Once on Hilton Head, Tubman began her work as a spy and an organizer and leader of scouts. She selected and paid (out of “Secret Service money”) nine reliable black scouts, riverboat pilots who knew every inch of the local waterways, and trained them in methods of gathering intelligence. Using Tubman’s knowledge of covert travel and subterfuge and their familiarity with the terrain, these scouts mapped the shorelines and islands of South Carolina. Tubman and her scouts provided valuable intelligence to the newly formed black regiments, providing, for example, vulnerabilities and locations of Confederate sentinels. Historian H. Donald Winkler, in his book “Stealing Secrets,” writes: “Harriet and her nine-man spy team evolved into a kind of special-forces operation for the black regiments. Her team sneaked up and down rivers and into swamps and marshes to determine enemy positions, movements, and fortifications on the shoreline beyond the Union pickets.”

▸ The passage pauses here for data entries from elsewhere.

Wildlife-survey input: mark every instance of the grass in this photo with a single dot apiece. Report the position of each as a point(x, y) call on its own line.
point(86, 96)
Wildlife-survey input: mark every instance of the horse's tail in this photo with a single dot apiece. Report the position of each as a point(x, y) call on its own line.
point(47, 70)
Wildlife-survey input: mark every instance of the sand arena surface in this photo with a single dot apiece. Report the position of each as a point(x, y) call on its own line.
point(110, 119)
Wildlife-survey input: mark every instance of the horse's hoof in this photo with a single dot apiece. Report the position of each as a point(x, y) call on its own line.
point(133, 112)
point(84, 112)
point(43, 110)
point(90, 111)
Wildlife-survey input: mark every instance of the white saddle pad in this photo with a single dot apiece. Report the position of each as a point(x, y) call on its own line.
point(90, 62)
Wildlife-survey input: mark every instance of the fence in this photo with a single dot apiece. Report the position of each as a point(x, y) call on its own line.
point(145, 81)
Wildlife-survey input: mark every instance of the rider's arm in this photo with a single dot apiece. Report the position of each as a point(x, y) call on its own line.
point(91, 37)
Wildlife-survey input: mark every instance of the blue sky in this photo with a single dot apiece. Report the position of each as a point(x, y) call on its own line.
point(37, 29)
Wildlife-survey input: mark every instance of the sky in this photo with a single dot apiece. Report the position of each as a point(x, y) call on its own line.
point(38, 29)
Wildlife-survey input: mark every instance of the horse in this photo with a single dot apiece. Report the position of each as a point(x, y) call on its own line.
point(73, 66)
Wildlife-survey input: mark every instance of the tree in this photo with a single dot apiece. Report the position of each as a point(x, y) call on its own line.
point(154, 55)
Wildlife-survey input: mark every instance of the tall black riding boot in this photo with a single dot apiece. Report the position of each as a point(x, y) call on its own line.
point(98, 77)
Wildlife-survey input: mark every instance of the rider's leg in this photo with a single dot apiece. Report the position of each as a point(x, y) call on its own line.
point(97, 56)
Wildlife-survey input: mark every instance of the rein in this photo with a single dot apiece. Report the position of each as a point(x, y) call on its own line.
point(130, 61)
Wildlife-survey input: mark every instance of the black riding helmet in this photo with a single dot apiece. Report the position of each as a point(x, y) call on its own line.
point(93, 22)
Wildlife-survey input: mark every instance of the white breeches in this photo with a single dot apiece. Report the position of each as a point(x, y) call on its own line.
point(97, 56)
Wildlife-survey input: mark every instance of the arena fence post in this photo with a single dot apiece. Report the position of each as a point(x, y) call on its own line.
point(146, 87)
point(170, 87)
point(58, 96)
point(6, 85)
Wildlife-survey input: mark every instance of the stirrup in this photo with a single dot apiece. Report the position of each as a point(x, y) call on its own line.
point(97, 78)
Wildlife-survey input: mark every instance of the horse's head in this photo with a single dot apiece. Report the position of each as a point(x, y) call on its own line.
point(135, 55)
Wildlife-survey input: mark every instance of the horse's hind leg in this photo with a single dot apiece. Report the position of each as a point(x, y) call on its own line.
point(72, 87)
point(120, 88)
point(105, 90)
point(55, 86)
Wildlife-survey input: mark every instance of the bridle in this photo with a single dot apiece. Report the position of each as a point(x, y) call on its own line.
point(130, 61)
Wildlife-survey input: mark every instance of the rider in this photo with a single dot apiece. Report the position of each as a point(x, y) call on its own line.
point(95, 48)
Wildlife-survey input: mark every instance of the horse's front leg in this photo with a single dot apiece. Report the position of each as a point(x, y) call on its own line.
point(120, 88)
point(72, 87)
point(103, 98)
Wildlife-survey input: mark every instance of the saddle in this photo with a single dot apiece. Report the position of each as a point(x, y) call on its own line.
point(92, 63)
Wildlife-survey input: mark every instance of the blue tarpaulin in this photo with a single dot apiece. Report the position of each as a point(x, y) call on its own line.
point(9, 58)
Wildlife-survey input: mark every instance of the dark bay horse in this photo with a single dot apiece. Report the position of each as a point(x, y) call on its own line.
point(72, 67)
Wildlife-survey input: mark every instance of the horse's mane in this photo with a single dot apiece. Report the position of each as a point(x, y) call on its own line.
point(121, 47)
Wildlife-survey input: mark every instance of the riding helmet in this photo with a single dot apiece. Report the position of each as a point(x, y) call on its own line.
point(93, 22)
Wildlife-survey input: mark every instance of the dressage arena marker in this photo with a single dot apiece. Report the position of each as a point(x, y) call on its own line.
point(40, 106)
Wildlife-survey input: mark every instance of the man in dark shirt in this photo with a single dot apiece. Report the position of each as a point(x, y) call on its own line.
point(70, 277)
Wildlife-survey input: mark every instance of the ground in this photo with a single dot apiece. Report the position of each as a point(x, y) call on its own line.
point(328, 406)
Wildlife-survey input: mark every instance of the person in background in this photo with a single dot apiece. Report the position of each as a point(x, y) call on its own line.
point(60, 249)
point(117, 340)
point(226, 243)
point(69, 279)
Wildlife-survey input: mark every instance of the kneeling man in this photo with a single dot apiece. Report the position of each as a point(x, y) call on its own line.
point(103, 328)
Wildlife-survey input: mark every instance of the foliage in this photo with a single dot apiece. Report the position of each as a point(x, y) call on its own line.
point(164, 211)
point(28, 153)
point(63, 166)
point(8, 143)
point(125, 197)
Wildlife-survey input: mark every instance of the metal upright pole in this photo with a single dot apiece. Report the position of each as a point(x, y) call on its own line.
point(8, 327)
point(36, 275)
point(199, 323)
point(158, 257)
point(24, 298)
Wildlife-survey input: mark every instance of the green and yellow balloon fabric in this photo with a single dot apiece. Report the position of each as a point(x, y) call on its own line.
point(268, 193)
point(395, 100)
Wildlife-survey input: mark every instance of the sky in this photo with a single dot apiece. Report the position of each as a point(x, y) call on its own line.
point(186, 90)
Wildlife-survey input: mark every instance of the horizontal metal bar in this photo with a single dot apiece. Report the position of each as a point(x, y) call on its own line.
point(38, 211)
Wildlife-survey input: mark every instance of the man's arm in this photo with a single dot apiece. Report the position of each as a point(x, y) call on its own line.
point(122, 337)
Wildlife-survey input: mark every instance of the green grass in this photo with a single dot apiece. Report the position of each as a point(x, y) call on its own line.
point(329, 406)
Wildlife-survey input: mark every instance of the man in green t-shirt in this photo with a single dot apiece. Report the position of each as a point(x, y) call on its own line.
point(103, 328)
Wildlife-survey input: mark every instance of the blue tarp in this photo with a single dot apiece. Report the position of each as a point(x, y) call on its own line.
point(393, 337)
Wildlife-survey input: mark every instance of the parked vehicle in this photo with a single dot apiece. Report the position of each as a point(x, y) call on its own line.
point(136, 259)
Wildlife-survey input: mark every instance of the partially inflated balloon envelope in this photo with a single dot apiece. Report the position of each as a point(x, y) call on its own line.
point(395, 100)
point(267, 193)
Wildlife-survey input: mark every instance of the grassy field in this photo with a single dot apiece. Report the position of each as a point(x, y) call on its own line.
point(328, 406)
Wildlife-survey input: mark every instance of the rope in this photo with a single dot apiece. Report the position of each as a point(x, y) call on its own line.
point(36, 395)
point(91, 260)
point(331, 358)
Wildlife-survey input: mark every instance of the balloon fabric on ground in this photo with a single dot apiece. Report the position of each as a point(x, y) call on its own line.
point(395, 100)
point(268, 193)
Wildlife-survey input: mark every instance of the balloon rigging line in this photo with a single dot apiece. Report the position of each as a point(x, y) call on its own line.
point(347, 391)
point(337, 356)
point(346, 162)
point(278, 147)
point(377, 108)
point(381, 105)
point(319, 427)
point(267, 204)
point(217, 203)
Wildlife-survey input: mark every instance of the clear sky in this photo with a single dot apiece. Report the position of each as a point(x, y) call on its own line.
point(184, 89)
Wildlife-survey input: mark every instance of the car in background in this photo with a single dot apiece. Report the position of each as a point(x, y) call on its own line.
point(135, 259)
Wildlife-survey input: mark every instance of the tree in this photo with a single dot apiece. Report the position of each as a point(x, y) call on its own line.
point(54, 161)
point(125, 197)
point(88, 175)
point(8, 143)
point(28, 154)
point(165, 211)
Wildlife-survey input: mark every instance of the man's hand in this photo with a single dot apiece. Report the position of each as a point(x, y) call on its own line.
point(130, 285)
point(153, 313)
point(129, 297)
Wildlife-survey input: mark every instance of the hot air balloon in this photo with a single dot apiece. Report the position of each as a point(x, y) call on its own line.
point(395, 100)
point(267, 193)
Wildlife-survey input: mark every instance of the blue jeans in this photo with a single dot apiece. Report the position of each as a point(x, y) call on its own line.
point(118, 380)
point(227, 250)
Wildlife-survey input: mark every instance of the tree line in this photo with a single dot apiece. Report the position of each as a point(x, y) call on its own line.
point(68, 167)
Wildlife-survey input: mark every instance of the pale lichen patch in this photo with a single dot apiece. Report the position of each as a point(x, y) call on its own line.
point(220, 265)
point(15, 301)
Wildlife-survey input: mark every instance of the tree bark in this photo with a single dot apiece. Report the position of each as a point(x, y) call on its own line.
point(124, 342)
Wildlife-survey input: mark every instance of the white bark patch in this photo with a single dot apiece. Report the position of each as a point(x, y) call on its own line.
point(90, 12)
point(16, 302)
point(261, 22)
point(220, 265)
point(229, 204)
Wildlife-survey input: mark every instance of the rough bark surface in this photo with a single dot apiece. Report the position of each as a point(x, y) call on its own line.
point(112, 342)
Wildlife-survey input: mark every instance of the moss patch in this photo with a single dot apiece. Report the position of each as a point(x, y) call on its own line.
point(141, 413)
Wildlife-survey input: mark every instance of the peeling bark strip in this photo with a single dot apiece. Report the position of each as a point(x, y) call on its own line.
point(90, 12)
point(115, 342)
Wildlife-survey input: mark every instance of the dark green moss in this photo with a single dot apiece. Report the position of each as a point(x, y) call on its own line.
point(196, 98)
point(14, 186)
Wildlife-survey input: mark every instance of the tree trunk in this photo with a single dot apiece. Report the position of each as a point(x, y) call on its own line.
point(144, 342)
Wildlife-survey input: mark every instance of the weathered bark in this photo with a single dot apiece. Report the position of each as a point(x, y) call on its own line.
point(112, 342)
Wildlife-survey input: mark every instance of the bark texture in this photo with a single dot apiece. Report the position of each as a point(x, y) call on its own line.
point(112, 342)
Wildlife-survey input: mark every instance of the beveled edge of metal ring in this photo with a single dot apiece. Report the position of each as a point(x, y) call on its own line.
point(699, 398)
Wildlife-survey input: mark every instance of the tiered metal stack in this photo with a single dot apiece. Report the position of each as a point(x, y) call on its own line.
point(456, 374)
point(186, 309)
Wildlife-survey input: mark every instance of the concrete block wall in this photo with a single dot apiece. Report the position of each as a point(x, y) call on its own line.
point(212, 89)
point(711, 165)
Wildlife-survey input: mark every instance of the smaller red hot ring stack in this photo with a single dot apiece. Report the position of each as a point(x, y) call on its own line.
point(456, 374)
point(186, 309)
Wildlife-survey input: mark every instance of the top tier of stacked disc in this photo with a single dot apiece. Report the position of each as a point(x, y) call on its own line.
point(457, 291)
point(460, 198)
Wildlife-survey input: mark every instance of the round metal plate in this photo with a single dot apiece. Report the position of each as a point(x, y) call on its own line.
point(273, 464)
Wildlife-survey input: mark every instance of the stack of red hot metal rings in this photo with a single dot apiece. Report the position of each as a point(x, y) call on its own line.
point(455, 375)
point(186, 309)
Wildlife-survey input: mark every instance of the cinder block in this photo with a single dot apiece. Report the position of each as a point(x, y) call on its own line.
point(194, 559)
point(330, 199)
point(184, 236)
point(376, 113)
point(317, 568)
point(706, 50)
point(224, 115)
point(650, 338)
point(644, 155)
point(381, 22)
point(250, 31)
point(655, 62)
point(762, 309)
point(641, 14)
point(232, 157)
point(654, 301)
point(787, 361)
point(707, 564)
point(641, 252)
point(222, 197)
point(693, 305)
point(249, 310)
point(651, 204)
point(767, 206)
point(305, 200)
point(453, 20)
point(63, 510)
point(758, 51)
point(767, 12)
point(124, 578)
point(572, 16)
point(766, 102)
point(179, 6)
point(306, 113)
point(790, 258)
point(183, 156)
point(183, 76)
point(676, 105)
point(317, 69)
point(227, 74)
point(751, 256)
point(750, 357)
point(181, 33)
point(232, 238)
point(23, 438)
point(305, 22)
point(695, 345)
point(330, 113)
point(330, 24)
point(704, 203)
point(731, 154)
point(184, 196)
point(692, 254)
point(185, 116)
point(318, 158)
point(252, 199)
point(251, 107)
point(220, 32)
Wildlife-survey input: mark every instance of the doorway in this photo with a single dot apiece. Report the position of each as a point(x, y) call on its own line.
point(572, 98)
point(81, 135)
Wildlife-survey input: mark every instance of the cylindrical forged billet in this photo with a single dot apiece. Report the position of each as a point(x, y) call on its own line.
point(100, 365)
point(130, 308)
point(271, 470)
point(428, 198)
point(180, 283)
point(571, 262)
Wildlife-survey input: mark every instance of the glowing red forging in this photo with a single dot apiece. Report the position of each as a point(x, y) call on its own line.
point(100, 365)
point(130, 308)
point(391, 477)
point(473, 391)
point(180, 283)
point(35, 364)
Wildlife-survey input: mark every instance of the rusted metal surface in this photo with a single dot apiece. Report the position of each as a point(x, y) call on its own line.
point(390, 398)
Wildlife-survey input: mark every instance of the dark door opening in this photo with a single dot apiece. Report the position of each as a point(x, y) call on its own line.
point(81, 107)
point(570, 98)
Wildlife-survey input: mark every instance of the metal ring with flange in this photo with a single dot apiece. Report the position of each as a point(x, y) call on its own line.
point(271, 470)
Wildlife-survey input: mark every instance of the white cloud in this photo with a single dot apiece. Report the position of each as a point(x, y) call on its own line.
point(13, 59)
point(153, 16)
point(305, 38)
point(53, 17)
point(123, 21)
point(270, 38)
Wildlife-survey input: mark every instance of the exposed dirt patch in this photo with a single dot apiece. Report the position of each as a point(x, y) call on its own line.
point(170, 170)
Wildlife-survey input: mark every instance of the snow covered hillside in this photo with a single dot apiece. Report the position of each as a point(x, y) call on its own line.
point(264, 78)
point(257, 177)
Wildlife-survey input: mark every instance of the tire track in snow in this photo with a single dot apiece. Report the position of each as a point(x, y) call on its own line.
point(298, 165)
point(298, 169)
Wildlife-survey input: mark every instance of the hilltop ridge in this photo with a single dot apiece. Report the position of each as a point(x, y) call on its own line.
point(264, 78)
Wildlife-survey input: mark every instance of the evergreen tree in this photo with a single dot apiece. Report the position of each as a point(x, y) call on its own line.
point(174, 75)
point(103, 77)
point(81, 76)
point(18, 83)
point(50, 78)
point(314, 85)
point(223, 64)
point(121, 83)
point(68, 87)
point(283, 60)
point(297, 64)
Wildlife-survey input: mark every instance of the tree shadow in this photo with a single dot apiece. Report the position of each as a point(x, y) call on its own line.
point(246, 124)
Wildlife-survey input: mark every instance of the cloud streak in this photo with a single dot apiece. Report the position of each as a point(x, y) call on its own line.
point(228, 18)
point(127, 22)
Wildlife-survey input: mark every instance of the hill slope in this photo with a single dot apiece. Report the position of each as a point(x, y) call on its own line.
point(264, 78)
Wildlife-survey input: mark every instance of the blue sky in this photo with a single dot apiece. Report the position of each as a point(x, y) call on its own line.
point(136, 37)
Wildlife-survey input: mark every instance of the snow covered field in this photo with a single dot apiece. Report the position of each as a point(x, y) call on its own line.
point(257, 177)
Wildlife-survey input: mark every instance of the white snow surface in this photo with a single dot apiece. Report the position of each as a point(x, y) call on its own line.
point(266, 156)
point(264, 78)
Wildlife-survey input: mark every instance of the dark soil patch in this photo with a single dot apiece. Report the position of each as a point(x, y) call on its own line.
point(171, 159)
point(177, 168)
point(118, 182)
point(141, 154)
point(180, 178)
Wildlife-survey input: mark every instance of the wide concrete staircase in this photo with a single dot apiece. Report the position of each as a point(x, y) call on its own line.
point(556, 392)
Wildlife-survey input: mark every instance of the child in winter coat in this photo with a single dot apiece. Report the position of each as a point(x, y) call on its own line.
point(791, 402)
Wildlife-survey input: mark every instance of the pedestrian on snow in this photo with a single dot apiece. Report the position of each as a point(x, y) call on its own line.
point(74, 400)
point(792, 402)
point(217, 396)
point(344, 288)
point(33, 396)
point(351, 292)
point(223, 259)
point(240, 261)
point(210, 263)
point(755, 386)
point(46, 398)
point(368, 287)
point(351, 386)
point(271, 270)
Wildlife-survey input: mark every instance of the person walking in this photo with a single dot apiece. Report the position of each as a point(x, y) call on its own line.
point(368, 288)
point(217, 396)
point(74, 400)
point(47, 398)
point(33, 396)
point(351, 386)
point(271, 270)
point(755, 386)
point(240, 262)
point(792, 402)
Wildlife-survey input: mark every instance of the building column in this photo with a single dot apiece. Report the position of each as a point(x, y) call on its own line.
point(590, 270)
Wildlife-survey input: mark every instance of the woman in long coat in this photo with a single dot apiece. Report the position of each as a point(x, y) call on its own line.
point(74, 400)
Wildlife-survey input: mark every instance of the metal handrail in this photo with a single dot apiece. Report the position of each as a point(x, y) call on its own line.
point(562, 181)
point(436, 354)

She was smart and strategic, devising clever disguises and playing to her strengths. She operated in winter, when nights were long and people stayed indoors, and made her return trips with the escaped slaves on Saturdays because the papers did not print runaway notices until Mondays.
An activist in the Freedman’s Aid Society wrote of her in 1865: “She has needed disguises so often, that she seems to have command over her face, and can banish all expression from her features, and look so stupid that nobody would suspect her of knowing enough to be dangerous; but her eye flashes with intelligence and power when she is roused.” These experiences not only made Harriet Tubman famous, they made her a valuable asset to the military.
Tubman stayed in the South for the next year, helping in any way she could. Sometimes this meant assisting military regiments, participating in guerrilla activities, or baking and selling pies to help the newly liberated slaves. Through it all, she communicated with her black neighbors, obtaining more intelligence from them than anyone else could, and passing that intelligence on to the commanders for action.
During her time on Hilton Head, she provided the Union Army with local area intelligence, as well as played a significant part in their military strategy. Her input was so valuable to the military, that she also influenced policies that effected how the military handled the onslaught of slaves that came to the island.
The military gave Tubman unlimited access to rations and supplies as well as access to the soldiers so that she could earn money selling root beer and her pies. After all of Tubman’s contributions to the military and Civil War, she was never paid for her service.
The fearlessness that Harriett had not only lent itself to being able to free countless slaves, but also to her sheer will and determination. Severely beaten on the head as a slave, she suffered from tremendous headaches throughout her life. Eventually, in her later years, she ultimately sought relief from the pain by having surgery on her head, without anesthesia! The surgery was somewhat successful, in that it minimized the pain, which she endured until she died, several years later.